Every UK pricing actuary building a frequency GLM on motor BI data has a version of this conversation with their reserving colleague. You want to include Q3 and Q4 of the most recent accident year — you have 18 months of data and throwing it away feels wasteful. The reserving team hands you a set of LDFs from the quarterly triangle. You apply them. You move on.

The problem is not the LDFs themselves. The problem is that aggregate LDFs assume your recent business has the same risk profile as your historical average. If you’ve written more fleet in the last 18 months — or more high-NCD motor at the younger end of the age distribution — the aggregate factor will mismatch. Fleet motor PD has a median reporting delay of around 2 months. Young driver motor BI runs closer to 4–5 months with a long right tail extending past 18 months. These are not the same development pattern. Averaging them gives you a factor that is wrong for both.

The subtler version of this failure is invisible. Your Q4 data looks like a low-frequency quarter — so either you discard it, or you apply the LDF and it corrects for average development but not for the shift in risk mix. Either way the resulting frequency model is slightly biased towards the mix of business you wrote historically rather than the mix you’re writing now. This bias is hard to see in diagnostics, it doesn’t show up as a model failure, and it compounds at the rate at which your book is shifting.

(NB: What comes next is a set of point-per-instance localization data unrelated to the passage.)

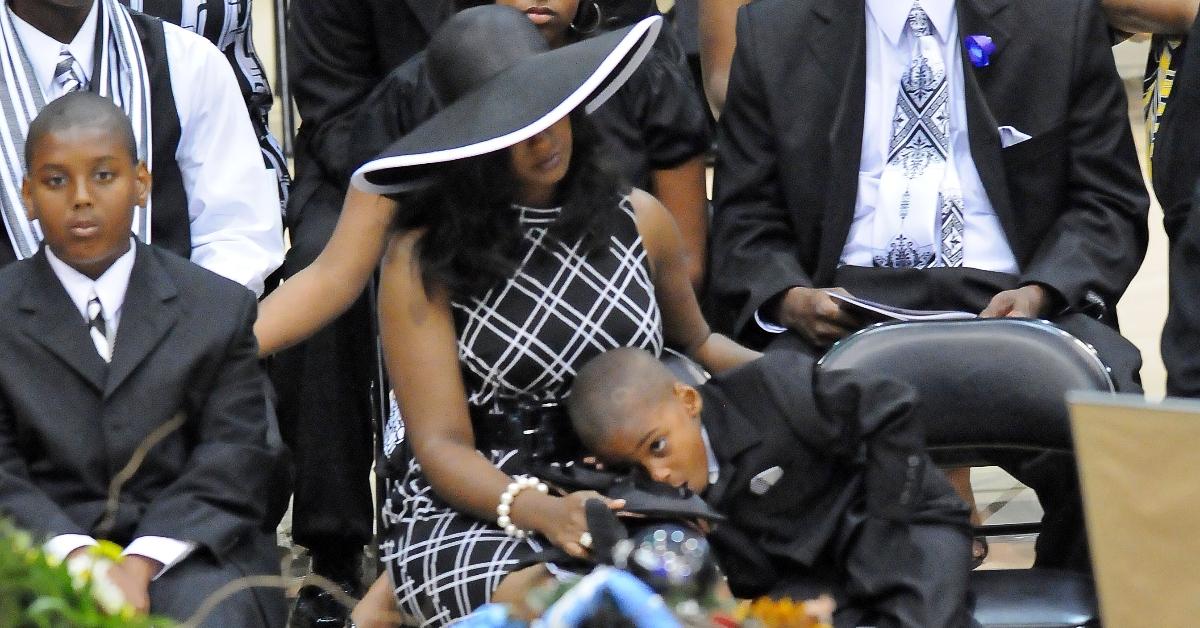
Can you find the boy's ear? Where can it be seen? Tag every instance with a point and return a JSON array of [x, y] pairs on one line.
[[28, 198], [690, 399], [143, 183]]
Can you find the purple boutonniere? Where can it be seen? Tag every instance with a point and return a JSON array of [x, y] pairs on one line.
[[979, 49]]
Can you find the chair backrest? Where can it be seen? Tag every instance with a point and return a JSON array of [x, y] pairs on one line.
[[983, 384]]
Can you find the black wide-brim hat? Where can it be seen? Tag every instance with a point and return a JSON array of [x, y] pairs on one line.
[[503, 87]]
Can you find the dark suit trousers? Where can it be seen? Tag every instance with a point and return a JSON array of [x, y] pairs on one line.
[[183, 590], [911, 575], [1063, 540], [324, 408]]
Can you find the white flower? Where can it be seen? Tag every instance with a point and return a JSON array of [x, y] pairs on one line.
[[105, 591]]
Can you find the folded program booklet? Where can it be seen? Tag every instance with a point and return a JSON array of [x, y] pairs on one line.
[[879, 311]]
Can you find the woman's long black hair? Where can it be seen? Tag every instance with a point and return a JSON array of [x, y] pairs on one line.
[[473, 235]]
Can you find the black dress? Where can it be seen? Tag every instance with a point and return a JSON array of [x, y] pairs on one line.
[[523, 340]]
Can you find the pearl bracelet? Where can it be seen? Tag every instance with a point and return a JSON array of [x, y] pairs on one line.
[[505, 507]]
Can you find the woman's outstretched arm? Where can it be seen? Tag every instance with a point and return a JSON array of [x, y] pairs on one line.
[[318, 294], [683, 324], [420, 348]]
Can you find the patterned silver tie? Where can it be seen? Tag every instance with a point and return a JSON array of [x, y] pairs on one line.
[[97, 329], [67, 73], [919, 178]]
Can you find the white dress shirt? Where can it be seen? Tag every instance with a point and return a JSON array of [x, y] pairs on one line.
[[888, 53], [232, 197], [109, 288]]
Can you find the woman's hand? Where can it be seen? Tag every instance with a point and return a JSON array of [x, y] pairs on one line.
[[563, 520]]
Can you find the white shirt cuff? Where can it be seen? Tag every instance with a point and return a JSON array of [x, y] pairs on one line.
[[771, 328], [61, 546], [166, 550]]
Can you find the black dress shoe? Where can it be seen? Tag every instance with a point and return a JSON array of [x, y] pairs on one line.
[[317, 608]]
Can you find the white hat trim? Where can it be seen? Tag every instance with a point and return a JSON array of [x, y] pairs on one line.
[[641, 35]]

insurance-nowcast gives you covariate-conditioned completion factors. The development factor for a young driver motor BI claim reflects the reporting delay distribution for young driver motor BI claims, not for your whole book. 3,023 lines of source, 1,722 lines of tests, 171 tests passing. MIT-licensed, on PyPI.

uv add insurance-nowcast

The model

The library implements the ML-EM framework from Wilsens, Antonio & Claeskens (KU Leuven), arXiv:2512.07335, December 2024. The authors’ R implementation is on GitHub with three commits, no PyPI package, and no documentation beyond the paper itself. There is no existing Python implementation.

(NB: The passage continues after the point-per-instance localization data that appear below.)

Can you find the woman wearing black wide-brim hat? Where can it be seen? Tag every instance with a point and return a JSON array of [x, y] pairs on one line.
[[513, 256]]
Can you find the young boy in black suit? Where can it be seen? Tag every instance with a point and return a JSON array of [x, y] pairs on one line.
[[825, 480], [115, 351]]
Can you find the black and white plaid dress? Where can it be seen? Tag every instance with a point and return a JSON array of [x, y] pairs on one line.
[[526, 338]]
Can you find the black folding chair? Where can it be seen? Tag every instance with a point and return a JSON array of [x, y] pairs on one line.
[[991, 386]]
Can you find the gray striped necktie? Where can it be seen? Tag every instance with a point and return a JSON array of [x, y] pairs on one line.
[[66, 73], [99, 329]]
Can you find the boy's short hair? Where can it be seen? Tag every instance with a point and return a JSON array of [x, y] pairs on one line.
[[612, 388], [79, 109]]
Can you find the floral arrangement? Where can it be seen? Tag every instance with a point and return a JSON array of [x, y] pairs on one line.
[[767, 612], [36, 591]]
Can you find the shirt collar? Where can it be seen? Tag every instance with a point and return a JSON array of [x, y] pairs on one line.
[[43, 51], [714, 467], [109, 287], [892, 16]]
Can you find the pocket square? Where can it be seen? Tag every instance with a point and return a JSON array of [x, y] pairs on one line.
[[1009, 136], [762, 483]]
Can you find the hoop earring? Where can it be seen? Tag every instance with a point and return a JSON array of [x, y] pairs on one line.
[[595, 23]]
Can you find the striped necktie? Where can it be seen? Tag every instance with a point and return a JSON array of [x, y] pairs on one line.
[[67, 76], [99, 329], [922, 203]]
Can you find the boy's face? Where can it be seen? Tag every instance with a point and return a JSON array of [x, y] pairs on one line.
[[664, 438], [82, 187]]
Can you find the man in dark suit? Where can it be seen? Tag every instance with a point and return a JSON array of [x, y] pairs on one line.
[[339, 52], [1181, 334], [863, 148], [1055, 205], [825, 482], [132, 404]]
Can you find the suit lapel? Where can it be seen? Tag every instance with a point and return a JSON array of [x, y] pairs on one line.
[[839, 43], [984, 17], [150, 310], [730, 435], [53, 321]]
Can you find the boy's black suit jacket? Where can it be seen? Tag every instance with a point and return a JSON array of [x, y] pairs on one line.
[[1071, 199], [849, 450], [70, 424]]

The model treats claim occurrence and reporting delay as a joint Poisson-Multinomial process. Each risk unit with features x generates claims at a rate λ(x) per unit of exposure — the occurrence process. Each claim then takes a random number of periods to be reported, with the delay distribution p(x) depending on those same risk features — the delay process. The key insight is that the delay distribution is covariate-conditioned: different kinds of risks have different reporting speed.

The problem: at any evaluation date, claims from recent occurrence periods are partially missing. You can observe claims that have already been reported, but you cannot observe claims that occurred and have not yet been reported (IBNR). The reported data is censored.

The solution: treat the unreported claim counts as latent variables and estimate them by expectation-maximisation.


EM for actuaries who haven’t seen it

EM is an algorithm for maximum likelihood estimation when some of the data is missing. In our case, the “missing data” is the unreported claims.

You want to find the parameters (λ, p) that maximise the likelihood of your observed data. But the likelihood of the observed data — claims that actually showed up — is complicated, because it involves integrating over all the ways the IBNR claims could have been distributed.

EM sidesteps this by iterating between two steps:

E-step (Expectation): Given your current parameter estimates, fill in the missing data. For each occurrence period i and delay j that falls beyond the observation window, impute the expected claim count:

N̂(i,j) = λ̂(xᵢ) × p̂ⱼ(xᵢ)

This gives you a completed dataset — observed claims where you have them, imputed expected counts where you don’t.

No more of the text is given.